Um pouco por todo o parque de estacionamento, esta é uma preocupação que assombra os que aqui vieram. Muitos foram voluntários há quatro anos e viram de perto a experiência de sentir o sabor amargo da derrota quando já se preparavam para festejar a vitória. Outros tornaram-se agora voluntários com a esperança de evitar que o mesmo cenário de há quatro anos se repita.
Andrew tem 35 anos e tem dedicado todo o seu tempo livre das últimas duas semanas em ações de voluntariado pelo nordeste da Pensilvânia — isto apesar de viver em Nova Iorque. Antes de ter ido para o terreno, saía do trabalho no setor da tecnologia para ir fazer chamadas a eleitores indecisos. Veio ao comício de Joe Biden com a mãe, que também está envolvida na campanha — dia 3 de novembro, estará a trabalhar nas urnas.
“A experiência de há quatro anos foi traumática, portanto, desta vez, quero garantir que faço tudo o que está ao meu alcance para conseguirmos vencer”, diz. Apesar de participar em campanhas democratas desde a de Barack Obama em 2008, esta foi aquela em que trabalhou mais. “De longe”, acrescenta. Depois, sublinha que “ninguém está disposto a festejar antes de tempo desta vez”. “Por isso é que digo a toda a gente aquilo que sinto: estou esperançoso, mas não estou confiante”, confessa.
Esse esforço de última hora é até visível no discurso de Joe Biden, que, quando se preparava para sair, depois de acenar à audiência que tinha acabado de o ouvir, volta atrás.
“Mais uma coisa…”, acrescenta. “Cada vez que saía da casa dos meus avós em Scranton, o meu avô dizia-me ‘Joe, mantém a tua fé’. E a minha avó depois dizia: ‘Não, Joe, vai espalhá-la’.” Por esta altura, várias pessoas já começam a voltar para dentro dos seus carros — e alguns até já abandonam o local.
Mas houve quem nunca saísse do carro.
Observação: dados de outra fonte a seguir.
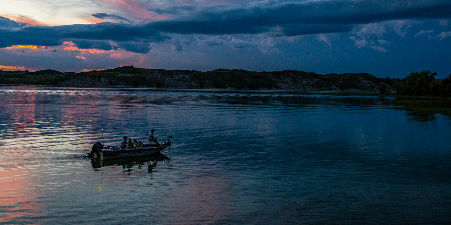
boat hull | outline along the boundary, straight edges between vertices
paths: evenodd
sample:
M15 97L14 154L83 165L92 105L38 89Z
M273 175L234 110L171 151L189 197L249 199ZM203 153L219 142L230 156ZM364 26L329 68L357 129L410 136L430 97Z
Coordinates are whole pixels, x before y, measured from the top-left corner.
M100 152L101 158L115 158L151 155L161 152L169 145L152 148L137 148L132 149L103 149Z

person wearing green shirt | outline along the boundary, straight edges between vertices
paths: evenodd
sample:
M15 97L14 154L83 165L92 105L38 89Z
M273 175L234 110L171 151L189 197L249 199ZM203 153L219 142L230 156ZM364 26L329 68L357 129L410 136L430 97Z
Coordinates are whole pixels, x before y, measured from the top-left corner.
M127 143L127 149L131 149L132 148L134 148L135 146L133 144L133 142L132 142L132 139L129 139L129 142Z

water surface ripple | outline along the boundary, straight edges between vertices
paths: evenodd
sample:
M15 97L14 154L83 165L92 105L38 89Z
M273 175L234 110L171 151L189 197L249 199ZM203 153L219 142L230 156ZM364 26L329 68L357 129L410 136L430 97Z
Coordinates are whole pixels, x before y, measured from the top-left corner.
M449 224L451 119L376 97L0 86L0 224ZM83 157L175 137L162 155ZM146 141L147 142L147 141Z

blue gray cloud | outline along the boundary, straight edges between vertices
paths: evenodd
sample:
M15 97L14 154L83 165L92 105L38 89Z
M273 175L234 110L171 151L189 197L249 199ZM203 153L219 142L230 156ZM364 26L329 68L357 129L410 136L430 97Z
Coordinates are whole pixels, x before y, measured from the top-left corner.
M222 4L194 8L189 5L153 10L173 15L173 18L138 24L105 22L21 27L20 24L3 18L0 19L2 25L0 27L0 47L14 45L52 46L71 40L79 47L105 50L119 48L146 53L150 49L150 43L163 42L175 34L267 33L291 36L349 32L356 24L388 20L446 19L451 17L451 1L308 0L276 3L265 1L245 6ZM98 18L127 19L114 14L92 15Z
M134 23L134 21L133 20L130 20L125 17L123 17L120 16L118 16L117 15L115 15L114 14L107 14L106 13L97 13L94 14L91 14L91 16L95 17L96 18L99 19L112 19L116 20L121 20L122 21L125 21L129 22L131 23Z
M19 28L26 26L27 24L25 23L20 23L8 18L0 16L0 27Z

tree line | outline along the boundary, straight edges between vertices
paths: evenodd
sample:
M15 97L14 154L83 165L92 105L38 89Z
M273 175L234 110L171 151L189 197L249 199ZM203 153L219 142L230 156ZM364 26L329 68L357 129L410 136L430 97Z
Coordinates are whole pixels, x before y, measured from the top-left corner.
M451 74L441 80L435 79L437 75L437 72L431 72L425 70L411 73L402 79L387 77L385 82L393 86L397 94L451 97Z

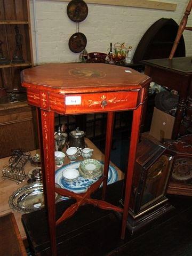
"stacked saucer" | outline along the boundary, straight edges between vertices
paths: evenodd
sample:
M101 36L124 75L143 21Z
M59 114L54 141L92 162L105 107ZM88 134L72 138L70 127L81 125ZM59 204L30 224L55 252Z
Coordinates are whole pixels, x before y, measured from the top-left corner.
M102 176L103 171L101 164L95 159L86 159L79 165L80 174L85 179L95 179Z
Foi o caso de Anton Moore, líder da 48.ª divisão do Partido Democrata, que tem passado as últimas semanas nas ruas do seu bairro, no Sul de Filadélfia, para garantir que mais afro-americanos, como ele, vão às urnas desta vez. A uma semana das eleições, organizou até um esquema com um DJ e pizzas para atrair eleitores e um autocarro para levá-los às urnas, como contámos nesta reportagem.
Primeiro, quando ainda falavam os primeiros oradores da noite, Moore não parecia disposto a sair do carro para ir vê-los ao palco. “Está a chover, porra, nem pensar!”, disse, sentado no banco de trás de um carro. “Quando o grandalhão chegar, eu apareço lá”, adiantou, referindo-se a Joe Biden.
Porém, quando o democrata sobe ao palco, Anton Moore ainda ali está — e é lá que continua quando Biden está a contar a história sobre os seus avós, no final do discurso. Uma vez que, por esta altura, a chuva já abrandara, perguntamos-lhe se é por falta de entusiasmo que não saiu do carro. Moore levanta os olhos do telemóvel e aponta para o tablier do carro: “Ah, eu ouvi na rádio…”. Dito isto, regressa ao telemóvel e retoma o scroll. Concentrado nisso, diz, sem convicção aparente: “Não foi mau, não foi mau”.